La burla del destino

Mis amigos, por supuesto, lo estaban celebrando. Se habían ido juntos a cobrar su premio, enviaban fotos de brindis y sonrisas. Yo también tenía ese dinero. Lo único que pasaba era que… no sabía dónde.

Intenté recordar. Hice un esfuerzo mental titánico. ¿Dónde los metí? ¿Se los había dado a alguien?

Y aquí llega un detalle importante: normalmente, siempre le doy los décimos a Moi.

Moi, para los que no lo conocen, es mi amigo de toda la vida, el que tiene el bar en la plaza de Báscara. Yo confío en él al 100%. Siempre que compro lotería, ya sea de Navidad, del sorteo del ciego o lo que sea, se la paso a él. Es como mi banco personal de décimos.

Pero esta vez… no lo hice.

Y eso ya me resultaba extraño, porque cuando salgo de viaje, SIEMPRE se los doy. Algo no cuadraba.

Llamé a Moi, con la pequeña esperanza de que, en un acto de responsabilidad involuntaria, yo le hubiera dado los décimos sin recordarlo.

—Oye, Moi… dime que tienes mis décimos.

—No, tío, esta vez no me diste nada.

—Seguro, seguro, ¿segurísimo?

—Hombre, si me hubieran tocado cien mil euros, no estaría sirviendo cañas ahora mismo.

Touché.

El triste desenlace

El tiempo pasó, y los décimos nunca aparecieron.

Mis amigos se rieron de mí durante meses (y lo siguen haciendo). «A ti también te tocó, pero de otra manera», me dicen entre carcajadas.
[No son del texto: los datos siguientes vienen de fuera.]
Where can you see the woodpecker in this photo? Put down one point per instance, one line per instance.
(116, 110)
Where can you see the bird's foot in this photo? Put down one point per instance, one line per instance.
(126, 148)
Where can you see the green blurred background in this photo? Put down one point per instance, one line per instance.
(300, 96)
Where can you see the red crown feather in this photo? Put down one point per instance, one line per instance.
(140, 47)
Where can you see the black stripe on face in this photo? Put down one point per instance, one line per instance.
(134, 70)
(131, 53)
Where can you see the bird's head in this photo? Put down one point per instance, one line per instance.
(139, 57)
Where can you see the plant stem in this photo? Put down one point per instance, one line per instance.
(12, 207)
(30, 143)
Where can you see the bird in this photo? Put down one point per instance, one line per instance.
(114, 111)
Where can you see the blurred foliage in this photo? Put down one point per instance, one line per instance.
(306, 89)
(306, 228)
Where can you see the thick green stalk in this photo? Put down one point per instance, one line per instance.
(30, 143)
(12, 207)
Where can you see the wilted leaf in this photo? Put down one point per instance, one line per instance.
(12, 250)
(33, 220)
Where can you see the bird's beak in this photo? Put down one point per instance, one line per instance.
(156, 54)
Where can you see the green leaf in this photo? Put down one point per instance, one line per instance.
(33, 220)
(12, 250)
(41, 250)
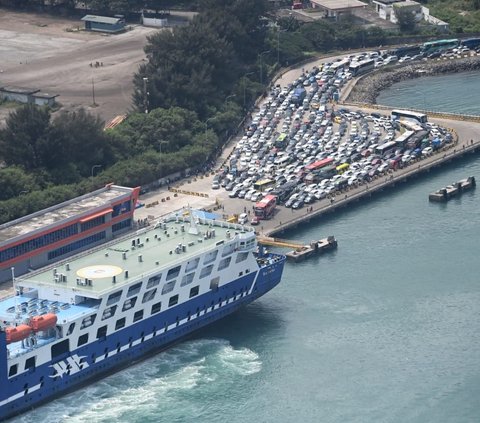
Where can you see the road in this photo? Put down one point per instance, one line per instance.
(38, 52)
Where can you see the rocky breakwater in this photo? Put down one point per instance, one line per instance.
(367, 88)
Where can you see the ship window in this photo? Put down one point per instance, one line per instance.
(194, 291)
(120, 323)
(210, 257)
(187, 279)
(60, 348)
(173, 300)
(192, 264)
(149, 295)
(206, 271)
(71, 328)
(228, 249)
(241, 257)
(88, 321)
(156, 308)
(214, 283)
(134, 289)
(114, 298)
(83, 339)
(102, 332)
(154, 281)
(168, 287)
(128, 304)
(30, 363)
(224, 263)
(138, 316)
(173, 273)
(109, 312)
(13, 370)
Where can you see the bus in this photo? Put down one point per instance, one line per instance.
(471, 43)
(439, 45)
(340, 65)
(281, 141)
(342, 168)
(312, 167)
(262, 184)
(386, 148)
(406, 51)
(359, 68)
(265, 208)
(402, 140)
(408, 114)
(411, 125)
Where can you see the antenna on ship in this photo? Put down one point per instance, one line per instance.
(193, 230)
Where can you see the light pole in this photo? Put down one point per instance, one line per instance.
(244, 87)
(230, 96)
(94, 167)
(261, 65)
(206, 128)
(145, 93)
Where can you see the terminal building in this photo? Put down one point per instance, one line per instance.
(60, 231)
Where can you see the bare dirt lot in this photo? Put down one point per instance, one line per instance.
(37, 51)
Yo pongo cara de resignación, pero por dentro me muero.

A día de hoy, cada vez que compro lotería, aplico un protocolo estricto de seguridad:

  1. Foto del décimo en el momento de la compra.
  2. Mensaje a Moi con la foto y el número.
  3. Entrega en mano, cuanto antes.
  4. Revisión mensual de su paradero.

Porque, señores y señoras, con una vez he tenido más que suficiente.

Y la moraleja de esta historia es clara: las oportunidades llegan… pero hay que saber dónde las metes.


Desde MasTorrencito te deseamos un buen día y que tus perros te acompañen!!!!